- Venue: London Olympic Stadium
- Dates: 5 and 6 September
- Competitors: 15 from 12 nations

Medalists
- 1st place, gold medalist(s):  / Omara Durand / Cuba
- 2nd place, silver medalist(s):  / Ilse Hayes / South Africa
- 3rd place, bronze medalist(s):  / Nantenin Keita / France

= Athletics at the 2012 Summer Paralympics – Women's 100 metres T13 =

The Women's 100 metres T13 event at the 2012 Summer Paralympics took place at the London Olympic Stadium on 5 and 6 September.

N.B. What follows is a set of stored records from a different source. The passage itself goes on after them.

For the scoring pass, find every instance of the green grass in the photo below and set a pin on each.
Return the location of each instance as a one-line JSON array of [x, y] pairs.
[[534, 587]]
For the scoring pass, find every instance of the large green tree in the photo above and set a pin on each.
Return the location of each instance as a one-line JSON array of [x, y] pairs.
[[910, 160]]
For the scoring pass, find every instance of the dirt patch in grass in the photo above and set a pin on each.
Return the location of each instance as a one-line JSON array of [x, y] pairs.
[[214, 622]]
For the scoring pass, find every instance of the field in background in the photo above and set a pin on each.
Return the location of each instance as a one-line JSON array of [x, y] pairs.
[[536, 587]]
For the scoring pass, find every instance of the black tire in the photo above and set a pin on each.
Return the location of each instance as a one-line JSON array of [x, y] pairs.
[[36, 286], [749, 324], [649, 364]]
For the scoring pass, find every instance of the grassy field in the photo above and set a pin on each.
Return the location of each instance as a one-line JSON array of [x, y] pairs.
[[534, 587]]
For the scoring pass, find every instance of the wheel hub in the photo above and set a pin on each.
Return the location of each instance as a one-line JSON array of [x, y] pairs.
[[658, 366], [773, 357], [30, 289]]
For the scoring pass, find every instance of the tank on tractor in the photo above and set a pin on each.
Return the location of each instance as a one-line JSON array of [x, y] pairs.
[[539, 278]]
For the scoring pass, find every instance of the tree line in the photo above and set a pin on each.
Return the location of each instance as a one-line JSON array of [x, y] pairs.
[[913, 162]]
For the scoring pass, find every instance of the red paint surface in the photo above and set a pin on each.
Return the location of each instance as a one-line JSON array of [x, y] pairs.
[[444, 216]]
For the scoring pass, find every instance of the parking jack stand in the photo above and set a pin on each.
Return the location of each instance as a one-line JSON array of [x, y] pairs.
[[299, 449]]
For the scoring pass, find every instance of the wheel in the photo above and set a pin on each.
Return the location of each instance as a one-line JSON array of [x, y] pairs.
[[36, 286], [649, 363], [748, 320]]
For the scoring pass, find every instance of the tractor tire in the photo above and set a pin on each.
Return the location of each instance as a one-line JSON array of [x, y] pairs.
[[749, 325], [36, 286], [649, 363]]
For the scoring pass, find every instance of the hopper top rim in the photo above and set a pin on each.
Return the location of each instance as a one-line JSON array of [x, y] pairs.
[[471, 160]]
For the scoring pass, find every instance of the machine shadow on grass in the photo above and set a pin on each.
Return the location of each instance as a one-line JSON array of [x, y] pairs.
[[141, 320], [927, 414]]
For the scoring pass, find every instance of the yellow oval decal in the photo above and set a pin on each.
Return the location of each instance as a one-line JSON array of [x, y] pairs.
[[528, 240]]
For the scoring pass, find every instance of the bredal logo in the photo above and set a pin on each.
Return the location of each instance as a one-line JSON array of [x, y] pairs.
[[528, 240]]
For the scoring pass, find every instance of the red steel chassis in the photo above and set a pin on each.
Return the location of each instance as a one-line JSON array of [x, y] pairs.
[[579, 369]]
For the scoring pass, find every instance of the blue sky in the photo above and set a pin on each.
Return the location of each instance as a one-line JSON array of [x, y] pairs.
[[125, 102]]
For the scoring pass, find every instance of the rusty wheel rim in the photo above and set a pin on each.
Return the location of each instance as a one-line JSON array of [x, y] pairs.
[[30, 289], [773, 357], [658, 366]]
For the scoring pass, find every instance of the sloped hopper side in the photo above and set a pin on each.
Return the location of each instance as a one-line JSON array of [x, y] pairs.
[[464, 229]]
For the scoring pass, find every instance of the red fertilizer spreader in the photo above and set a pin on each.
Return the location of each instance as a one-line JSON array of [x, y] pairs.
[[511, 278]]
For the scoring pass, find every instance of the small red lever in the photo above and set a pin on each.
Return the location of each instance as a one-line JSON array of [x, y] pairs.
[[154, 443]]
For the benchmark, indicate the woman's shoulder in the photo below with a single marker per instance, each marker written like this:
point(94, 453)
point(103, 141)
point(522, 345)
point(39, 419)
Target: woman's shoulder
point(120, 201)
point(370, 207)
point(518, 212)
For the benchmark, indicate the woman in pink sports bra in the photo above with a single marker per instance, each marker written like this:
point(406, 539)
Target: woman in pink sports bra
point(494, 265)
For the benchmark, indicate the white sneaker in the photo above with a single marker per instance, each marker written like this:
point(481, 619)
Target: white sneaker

Broken records during the 2012 Summer Paralympics
| Paralympic record | Omara Durand (CUB) | 12.10 | London, United Kingdom | 5 September 2012 |
| Paralympic record | Omara Durand (CUB) | 12.00 | London, United Kingdom | 6 September 2012 |

==Results==

===Round 1===
Competed 5 September 2012 from 12:30. Qual. rule: first 3 in each heat (Q) plus the 2 fastest other times (q) qualified.

====Heat 1====

| Rank | Athlete | Country | Time | Notes |
|---|---|---|---|---|
| 1 | Olena Gliebova | Ukraine | 12.63 | Q |
| 2 | Alexandra Dimoglou | Greece | 12.76 | Q, SB |
| 3 | Johanna Pretorius | South Africa | 13.11 | Q, SB |
| 4 | Somaya Bousaid | Tunisia | 13.41 | SB |
| 5 | Lynda Hamri | Algeria | 13.60 | SB |
| 6 | Mary Letsoara | Lesotho | 16.78 | SB |
| 7 | Christine Akullo | Uganda | DNS |  |
| 8 | Joana Helena Silva | Brazil | DNS |  |
|  |  |  | Wind: -1.5 m/s |  |

====Heat 2====

| Rank | Athlete | Country | Time | Notes |
|---|---|---|---|---|
| 1 | Omara Durand | Cuba | 12.10 | Q, PR |
| 2 | Ilse Hayes | South Africa | 12.63 | Q |
| 3 | Nantenin Keita | France | 12.71 | Q, SB |
| 4 | Anthi Karagianni | Greece | 13.16 | q, SB |
| 5 | Viviane Soares | Brazil | 13.22 | q, SB |
| 6 | Liu Ya-ting | Chinese Taipei | 14.22 | PB |
| 7 | Anna Duzikowska | Poland | 14.31 |  |
|  |  |  | Wind: -0.5 m/s |  |

===Final===
Competed 6 September 2012 at 20:20.

| Rank | Athlete | Country | Time | Notes |
|---|---|---|---|---|
| 1st place, gold medalist(s) | Omara Durand | Cuba | 12.00 | PR |
| 2nd place, silver medalist(s) | Ilse Hayes | South Africa | 12.41 |  |
| 3rd place, bronze medalist(s) | Nantenin Keita | France | 12.47 | RR |
| 4 | Alexandra Dimoglou | Greece | 12.53 | PB |
| 5 | Olena Gliebova | Ukraine | 12.64 |  |
| 6 | Viviane Soares | Brazil | 13.02 | PB |
| 7 | Anthi Karagianni | Greece | 13.23 |  |
| 8 | Johanna Pretorius | South Africa | 13.50 |  |
|  |  |  | Wind: +0.5 m/s |  |

Q = qualified by place. q = qualified by time. PR = Paralympic Record. RR = Regional Record. PB = Personal Best. SB = Seasonal Best. DNS = Did not start.